Responding to 'The Hurt Locker': Is the Left losing its sense of irony?

Is the Left losing its sense of irony?
by
Bob Sommer
Uncommon Hours

A few responses to the movie The Hurt Locker suggest that may be the case:

Here’s John Pilger in the New Statesman (a review later endorsed in the way of the Web by its inclusion at Socialistworker.org):

“This film offers a vicarious thrill through yet another standard-issue psychopath, high on violence in somebody else's country where the deaths of a million people are consigned to cinematic oblivion.”

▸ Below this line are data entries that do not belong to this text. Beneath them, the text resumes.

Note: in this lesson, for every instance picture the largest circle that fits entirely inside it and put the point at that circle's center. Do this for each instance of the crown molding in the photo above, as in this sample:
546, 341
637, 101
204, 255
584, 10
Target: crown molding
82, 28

Robert Scheer calls the movie “an endorsement of the politically chauvinistic view that the world is a stage upon which Americans get to deal with their demons, no matter the consequence for others.”

Several comments following his essay reinforce that judgment, like these two:

“Hollywood is still addicted to the glorification of war and the sublimation of the vulgar truth about war.”

“Not only is the movie outright pro military propaganda, but the movie itself is shit. I fast forwarded through 70% of the film, because i [sic] found it so offensive and blatantly supportive of US imperialism. I would not at all be surprised if major funding came from the military.”

The latter is especially disturbing. The commenter could be a Tea Partier at a townhall meeting on healthcare. He didn’t bother to watch the film but pronounces on it, and all he can offer are a vulgarity and ungrounded paranoia. It may be worth noting here that some right-wingers believe Stephen Colbert is literally a conservative.

I’ve written elsewhere about The Hurt Locker, so I won’t get into a long commentary here, except to say that I found it a profoundly anti-war movie.

Take one common criticism – that the movie doesn’t show the Iraqi point of view, that Iraqis are depicted one-dimensionally. It’s the nature of irony that we should see the people of Iraq this way because the story is told primarily through the eyes of soldiers. That is, it would be unfaithful to the narrative viewpoint if these characters saw Iraqis differently. But most importantly – and this is where the above writers miss the point – the film creates the conditions for us (the viewers) to recognize that distinction, and to recognize that this a consequence of war, of the ways it alters reality, justifies the unjustifiable, abandons morality for the surreal dimensions of amorality, in essence, dislocates everyone in ways that deprive them of reason, of compassion, indeed, of their very humanity.

Turning men (infantry soldiers are still exclusively men) into soldiers, sending them where they don’t belong to do things that violate their own moral codes, inducing a constant state of fear by the conditions of war, which, as the movie aptly suggests, are the result of criminally bad policy decisions, result in the consequences we watch played out in this film.

It would be difficult for any critic of this movie to suggest that the scene in which Sgt. James invades the (note!) very middle-class home of an Iraqi professor and his wife is anything other than a violation of that family. Would the critics above have us believe that the wife’s untranslated dialogue, clearly expressing her rage at this invasion, is somehow stereotyped because we don’t understand it? Note how successfully the scene establishes that us and them mentality and breaks it down through the professor's character, who, we should also note, spoke several languages. He addressed James calmly, reasonably. He welcomed him as a visitor. How many languages could James have responded in?

James is a drug addict. His drug is war. The Chris Hedges quote at the movie’s outset makes that perspective clear, but even without it, the story did its job. Its faithfulness in portraying the character of Will James is anything but an endorsement of American exceptionalism and war – rather, it’s an indictment.